Film, Saraybosna Kuşatması’nı 20 yıl sonra 10 farklı karakterle çıkılan bir
yürüyüş üzerinden anlatır. Kamera Saraybosna sokaklarında gezinirken bizler de
savaşın hâlâ devam eden izlerine tanık oluruz. Sırplar, son sürat çıkarmayı
planladıkları savaşa hazırlık yaparken, Boşnaklar, her şeye rağmen, Saraybosna
sokaklarında barış yanlısı gösteriler yapıyordu. Saldırıların artması üzerine
Bosna-Hersek Cumhurbaşkanlığı, 20 Haziran 1992’de resmen savaş ilan etti. Üç
buçuk yıl süren savaşta binlerce insan hayatını kaybetti. Bosna Savaşı dünya
kamuoyunda Bosna halkına yapılan zulümle gündeme gelir. Fakat Avrupa’nın en
büyük dördüncü ordusuna karşı el yapımı silahlarla kazanılan destansı zafer göz
ardı edilir. Saraybosna Yürüyüşü bir zulmün değil, bir zaferin öyküsüdür.

37. İstanbul Film Festivali, Ulusal Belgesel Yarışması, Finalist. 2018




Kaynak
İstanbul Film Festivali
sabahulkesi.com








ERSAN BAYRAKTAR İLE SARAYBOSNA YÜRÜYÜŞÜ

Ersan Bayraktar 1990 İstanbul’da Bosna göçmeni bir ailenin çocuğu olarak dünyaya
geldi. Güzel Sanatlar Fakültesi Sinema-TV Bölümünden mezun oldu.
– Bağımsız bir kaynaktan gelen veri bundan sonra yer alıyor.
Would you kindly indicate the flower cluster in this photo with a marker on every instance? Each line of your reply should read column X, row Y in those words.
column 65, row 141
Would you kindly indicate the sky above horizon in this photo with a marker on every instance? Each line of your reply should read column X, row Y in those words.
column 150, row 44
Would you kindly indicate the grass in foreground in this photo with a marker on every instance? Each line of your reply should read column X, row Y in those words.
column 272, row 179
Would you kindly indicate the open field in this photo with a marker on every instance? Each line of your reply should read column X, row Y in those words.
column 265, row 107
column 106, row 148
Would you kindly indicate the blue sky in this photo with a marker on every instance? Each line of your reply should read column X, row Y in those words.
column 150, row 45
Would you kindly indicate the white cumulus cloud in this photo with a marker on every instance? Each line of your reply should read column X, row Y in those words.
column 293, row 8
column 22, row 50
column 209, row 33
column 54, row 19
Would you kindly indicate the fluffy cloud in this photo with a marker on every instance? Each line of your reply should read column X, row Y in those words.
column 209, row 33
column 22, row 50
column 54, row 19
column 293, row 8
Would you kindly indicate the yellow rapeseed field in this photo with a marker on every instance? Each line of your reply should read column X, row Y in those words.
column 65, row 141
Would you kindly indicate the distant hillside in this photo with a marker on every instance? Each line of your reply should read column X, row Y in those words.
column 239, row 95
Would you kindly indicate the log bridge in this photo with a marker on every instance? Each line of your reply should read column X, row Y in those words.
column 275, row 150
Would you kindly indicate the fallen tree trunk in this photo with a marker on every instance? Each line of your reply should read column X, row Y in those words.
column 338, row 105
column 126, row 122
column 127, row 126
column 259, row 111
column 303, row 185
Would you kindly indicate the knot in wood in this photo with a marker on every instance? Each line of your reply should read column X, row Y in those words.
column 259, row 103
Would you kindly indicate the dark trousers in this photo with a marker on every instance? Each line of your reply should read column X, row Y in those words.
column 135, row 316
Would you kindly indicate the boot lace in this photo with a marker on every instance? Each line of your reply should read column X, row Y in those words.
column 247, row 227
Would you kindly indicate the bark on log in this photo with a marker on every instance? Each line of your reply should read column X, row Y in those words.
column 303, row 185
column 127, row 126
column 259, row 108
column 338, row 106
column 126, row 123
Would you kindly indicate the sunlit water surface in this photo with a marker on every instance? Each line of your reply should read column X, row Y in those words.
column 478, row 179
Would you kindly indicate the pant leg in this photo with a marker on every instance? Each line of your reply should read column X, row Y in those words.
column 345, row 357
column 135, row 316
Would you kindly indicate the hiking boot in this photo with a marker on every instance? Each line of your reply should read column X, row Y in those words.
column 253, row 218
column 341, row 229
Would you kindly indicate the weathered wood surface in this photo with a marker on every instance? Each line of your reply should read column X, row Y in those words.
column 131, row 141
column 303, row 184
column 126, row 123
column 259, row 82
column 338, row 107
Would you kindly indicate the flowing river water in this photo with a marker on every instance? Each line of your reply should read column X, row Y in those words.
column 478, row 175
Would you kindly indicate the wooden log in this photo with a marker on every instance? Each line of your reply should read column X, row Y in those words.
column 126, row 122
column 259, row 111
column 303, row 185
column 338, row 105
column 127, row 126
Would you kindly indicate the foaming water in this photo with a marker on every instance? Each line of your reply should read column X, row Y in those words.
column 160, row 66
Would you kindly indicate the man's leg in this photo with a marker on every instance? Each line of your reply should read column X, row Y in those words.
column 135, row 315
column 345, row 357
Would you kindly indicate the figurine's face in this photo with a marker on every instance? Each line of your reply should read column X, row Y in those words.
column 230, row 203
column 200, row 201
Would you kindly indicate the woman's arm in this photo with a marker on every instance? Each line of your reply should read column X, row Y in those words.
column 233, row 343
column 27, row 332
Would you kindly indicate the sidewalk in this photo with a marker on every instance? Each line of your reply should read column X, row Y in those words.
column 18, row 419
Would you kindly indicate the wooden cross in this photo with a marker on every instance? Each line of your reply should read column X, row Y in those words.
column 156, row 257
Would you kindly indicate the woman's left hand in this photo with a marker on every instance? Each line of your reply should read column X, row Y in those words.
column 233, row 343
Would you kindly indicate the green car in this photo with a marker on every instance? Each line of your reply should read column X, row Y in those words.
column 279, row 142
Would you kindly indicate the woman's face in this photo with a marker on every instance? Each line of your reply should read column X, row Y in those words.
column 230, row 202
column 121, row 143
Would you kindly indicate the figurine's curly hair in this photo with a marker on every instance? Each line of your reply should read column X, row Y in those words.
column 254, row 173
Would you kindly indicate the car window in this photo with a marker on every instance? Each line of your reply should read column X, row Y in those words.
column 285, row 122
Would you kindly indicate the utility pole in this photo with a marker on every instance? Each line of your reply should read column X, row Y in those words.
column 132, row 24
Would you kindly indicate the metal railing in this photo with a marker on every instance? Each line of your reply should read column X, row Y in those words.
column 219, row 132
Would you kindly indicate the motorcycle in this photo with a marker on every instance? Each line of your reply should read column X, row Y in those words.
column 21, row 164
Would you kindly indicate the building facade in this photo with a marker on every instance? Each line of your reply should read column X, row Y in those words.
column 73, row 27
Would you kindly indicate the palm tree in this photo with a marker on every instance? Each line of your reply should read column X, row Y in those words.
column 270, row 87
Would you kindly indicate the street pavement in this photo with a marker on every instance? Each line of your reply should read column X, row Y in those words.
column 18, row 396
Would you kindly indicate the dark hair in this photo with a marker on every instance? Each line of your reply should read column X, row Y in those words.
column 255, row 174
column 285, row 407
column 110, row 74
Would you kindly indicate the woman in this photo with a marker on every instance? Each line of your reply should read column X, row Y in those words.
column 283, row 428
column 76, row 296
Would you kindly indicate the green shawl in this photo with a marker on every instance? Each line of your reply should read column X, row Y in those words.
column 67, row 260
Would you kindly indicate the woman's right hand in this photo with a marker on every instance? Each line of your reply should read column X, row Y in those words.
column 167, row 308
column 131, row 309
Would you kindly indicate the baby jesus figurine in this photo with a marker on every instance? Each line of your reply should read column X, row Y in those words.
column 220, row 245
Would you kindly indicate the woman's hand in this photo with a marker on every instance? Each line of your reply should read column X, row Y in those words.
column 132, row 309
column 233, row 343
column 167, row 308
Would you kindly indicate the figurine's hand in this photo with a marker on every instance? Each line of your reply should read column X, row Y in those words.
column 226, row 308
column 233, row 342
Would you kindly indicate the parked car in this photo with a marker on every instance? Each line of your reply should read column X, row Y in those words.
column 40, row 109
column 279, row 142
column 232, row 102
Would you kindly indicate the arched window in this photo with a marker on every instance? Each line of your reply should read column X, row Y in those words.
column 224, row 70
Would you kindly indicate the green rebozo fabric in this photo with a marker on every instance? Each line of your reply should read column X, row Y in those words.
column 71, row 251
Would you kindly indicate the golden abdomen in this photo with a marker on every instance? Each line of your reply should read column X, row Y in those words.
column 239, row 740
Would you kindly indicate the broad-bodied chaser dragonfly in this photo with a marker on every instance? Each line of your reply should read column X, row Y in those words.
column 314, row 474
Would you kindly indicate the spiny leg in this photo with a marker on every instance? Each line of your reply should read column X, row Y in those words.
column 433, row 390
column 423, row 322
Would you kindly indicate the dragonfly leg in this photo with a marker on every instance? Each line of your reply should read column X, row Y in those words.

Üniversite
yılları boyunca kısa film projelerinde yönetmenlik, görüntü yönetmenliği yaptı.
Televizyon kanallarında ve medya kuruluşlarında görüntü yönetmeni, yönetmen
yardımcısı, editör kameraman olarak çalıştı. Uluslararası belgesel projelerinde
ve reklam filmlerinde kamera operatörlüğü ve görüntü yönetmenliği yaptı. „Saraybosna
Yürüyüşü“ isimli ilk uzun metraj belgesel projesini çekti. Film dünya
prömiyerini Sarajevo Film Festivali’nde yaptı.

Her şeyin çabukça tüketildiği, unutulduğu, “retroya” dönüştüğü bir zamanda, bu
belgeseli yapmaya sevk eden saikler neler oldu?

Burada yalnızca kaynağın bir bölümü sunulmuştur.